Alexandra Lange|Essays

February 28, 2011

Something Old, Something Green

Last month I had dinner at Seersucker on Smith Street, a restaurant that manages to deploy all the cliches of New Brooklyn restaurant design: Futura lettering, graphite type, retro and Southern menu items, rusticated surface treatments (isn’t that part of a barn?). The wall separating kitchen from dining room is wire glass, the better to backlight a set of two-gallon jars of chromatic pickles. And the water glasses? Ball jars.


Mini-Bonne Maman jars full of notions (via nest full of eggs).

I’d been thinking about Ball jars since my plastics post, where someone suggested bringing glass jars to the health food store, the better to transport your bulk food purchases. My eco-cousins have been using pickle jars as water bottles for years, and collected 200 Bonne Maman jars to use for drinks at their wedding. Unconsumption just posted a link to a series of 2009 posts on nest full of eggs on “repurposing a jar” for everything from food storage to notions to cookie cutters. The old-fashioned glass jar seemed to have new-fashioned environmental credentials.


How to date Ball Fruit Jars (via Bob Clay).

And when I asked What Should Food Look Like? one commenter pointed out that the packaging of the high-priced Rick’s Picks is not so much about the label as it is about the jar. Ignore the Clarendon, Cory wrote.

FOOD rather than packaging dominates. Packaging has been minimized in this case. Why? For class reasons — these products are designed to appeal to patrons of farmer’s markets, and those who place taste & naturally sourced foods over branding & packaging. Who are these people? Foodies. Are they elitist? Our current culture says yes. And the price point of these products demands that they are.


“Grow Your Own Food,” poster by Abram Games, British, 1942 (via MoMA).

Farmer’s markets, in New York at least, are trying their best to expand their reach to lower-income people, as are many new urban gardening initiatives. Canning used to be a lower- and middle-class pursuit, demonstrating a garden’s plenty, a housewife’s skill, a thrifty nature. During the second World War, canning, like planting gardens, was suggested as a patriotic gesture, as seen in this poster, featured in the MoMA’s “Counter Space” exhibition. The more you made and preserved at home, the more for the troops.
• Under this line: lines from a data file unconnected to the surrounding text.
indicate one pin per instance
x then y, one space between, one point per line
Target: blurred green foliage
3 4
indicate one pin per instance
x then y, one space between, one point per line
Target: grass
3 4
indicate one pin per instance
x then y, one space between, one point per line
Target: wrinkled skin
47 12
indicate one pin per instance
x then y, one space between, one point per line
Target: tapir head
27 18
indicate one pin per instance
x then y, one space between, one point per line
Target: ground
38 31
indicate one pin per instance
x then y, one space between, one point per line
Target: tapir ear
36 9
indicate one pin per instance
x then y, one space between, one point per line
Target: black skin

I would argue that the packaging is still relevant, and that Cory has overlooked the dual meaning of the jar. The Ball jar is sold at radically different prices from the dusty back shelves of my hardware store and from the clean wire racks at my local boutique kitchen store. One presents it as a utility item, sold in bulk and in season. The other presents it as an ingredient for a brave new cooking project. And between the two lies the Ball jar’s potential as a solution to the packaging problem I identified. It is simultaneously high and low, environmentally friendly and an enduring American-made product. Could some version of the solution to making good food look good to everyone be found in this humble jar?